Today's word is the first one I've chosen specifically because of how cool it would be to use in a written passage. The word is Niveous and it means:
to be snowy white, to resemble snow
This word just sounds so cool. You can imagine using it in some descriptive passage, creating the imagery in the reader's mind with just this one word. Yes, I am aware of the "rule" about using a complex or obscure word when a simple will do. It's a big no-no. But c'mon, this word flows easily off the tongue. Here, let me show you what I mean:
Mekur slipped down the pathway, his bare scaly feet moving in silent rhythm. His amber eyes took on a grayish hue as they pierced the forest ahead. Movement in the clearing made him pause, pointed ears straining to verify what his eyes couldn't. With one hand holding an ash bow, he crept forward ever so slightly. One younger guarded by at least one adult stamped around nervously, possibly smelling Mekur despite his upwind position. Or maybe they just sensed the door to oblivion opening, the way an old tiger knows when its time has come.

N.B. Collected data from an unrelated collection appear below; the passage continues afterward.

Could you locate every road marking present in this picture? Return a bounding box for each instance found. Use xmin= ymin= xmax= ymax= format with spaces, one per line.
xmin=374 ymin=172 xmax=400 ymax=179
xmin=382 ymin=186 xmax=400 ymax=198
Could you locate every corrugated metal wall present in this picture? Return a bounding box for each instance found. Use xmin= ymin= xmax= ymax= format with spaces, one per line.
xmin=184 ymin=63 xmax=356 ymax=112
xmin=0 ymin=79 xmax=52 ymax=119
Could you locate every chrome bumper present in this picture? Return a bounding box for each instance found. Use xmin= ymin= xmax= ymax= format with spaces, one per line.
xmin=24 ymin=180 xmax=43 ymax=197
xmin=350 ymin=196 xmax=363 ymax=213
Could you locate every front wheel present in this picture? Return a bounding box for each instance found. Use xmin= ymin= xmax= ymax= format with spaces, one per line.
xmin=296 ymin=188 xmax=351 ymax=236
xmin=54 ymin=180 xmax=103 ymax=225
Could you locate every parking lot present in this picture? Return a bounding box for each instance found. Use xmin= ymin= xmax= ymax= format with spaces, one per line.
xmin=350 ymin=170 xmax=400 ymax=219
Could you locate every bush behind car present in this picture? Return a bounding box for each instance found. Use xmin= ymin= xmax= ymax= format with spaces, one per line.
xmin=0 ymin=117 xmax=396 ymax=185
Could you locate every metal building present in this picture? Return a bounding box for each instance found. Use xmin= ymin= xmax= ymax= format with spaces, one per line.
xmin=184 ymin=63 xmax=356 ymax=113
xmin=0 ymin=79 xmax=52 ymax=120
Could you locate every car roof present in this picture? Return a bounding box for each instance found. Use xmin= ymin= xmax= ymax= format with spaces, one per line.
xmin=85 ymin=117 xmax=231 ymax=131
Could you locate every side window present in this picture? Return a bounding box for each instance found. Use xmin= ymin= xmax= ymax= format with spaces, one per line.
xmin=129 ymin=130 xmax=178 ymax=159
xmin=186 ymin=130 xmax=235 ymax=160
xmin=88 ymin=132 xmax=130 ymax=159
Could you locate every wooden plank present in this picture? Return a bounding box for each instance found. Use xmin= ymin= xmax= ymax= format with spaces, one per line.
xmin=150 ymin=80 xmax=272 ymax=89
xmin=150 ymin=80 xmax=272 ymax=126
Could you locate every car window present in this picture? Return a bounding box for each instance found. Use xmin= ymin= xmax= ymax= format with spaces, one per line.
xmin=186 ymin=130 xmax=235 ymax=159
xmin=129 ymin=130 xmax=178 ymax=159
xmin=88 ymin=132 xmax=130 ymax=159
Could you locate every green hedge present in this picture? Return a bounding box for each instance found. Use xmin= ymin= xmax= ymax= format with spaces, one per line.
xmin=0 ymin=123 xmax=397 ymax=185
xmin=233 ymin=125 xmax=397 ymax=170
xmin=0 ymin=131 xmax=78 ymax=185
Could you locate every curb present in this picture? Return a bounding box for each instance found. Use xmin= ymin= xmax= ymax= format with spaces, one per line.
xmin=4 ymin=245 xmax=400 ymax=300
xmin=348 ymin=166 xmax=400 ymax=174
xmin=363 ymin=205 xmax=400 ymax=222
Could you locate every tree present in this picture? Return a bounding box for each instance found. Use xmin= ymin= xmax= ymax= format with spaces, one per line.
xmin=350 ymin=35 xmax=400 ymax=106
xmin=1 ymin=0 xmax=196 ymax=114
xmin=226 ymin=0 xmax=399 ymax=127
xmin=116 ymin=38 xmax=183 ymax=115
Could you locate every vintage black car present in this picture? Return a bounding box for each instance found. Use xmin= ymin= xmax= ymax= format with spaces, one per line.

He nocked a shaft with careful precision, pushing a branch aside to aim. A shot just beneath the male's single horn would end it. The mare would be too startled to react, giving him time for the second shot as well. And the colt...he would taste its flesh tonight over darkened flame. Their brilliant hue hurt his eyes, but not for much longer. The beasts startled and the male reared up on hind legs, striking out with ivory hooves in mock battle. Mekur stumbled blind as they galloped away, a niveous wave of purity and magic. As he shook off the effects, his mood darkened. Master would not be pleased. In fact, it might be he who would be going through that door instead.
Okay, so I made everyone wait a bit before using the word itself, but I guess that's just how my muse works. Anyone else have thoughts on this cool word?
2 comments:
I agree that's a very cool sounding word. I'm a tight writer who's trying to write page turners, so I don't dare use anything that will stop a reader and yank him out of the story. I miss out on using lots of cool words. Maybe I'll have to try something more ambitious one of these days.
Patricia
I wish I would have known that word when I was writing THE MAN IN THE CINDER CLOUDS. I'm sure I could have worked it in, given so much of the story takes place at the North Pole.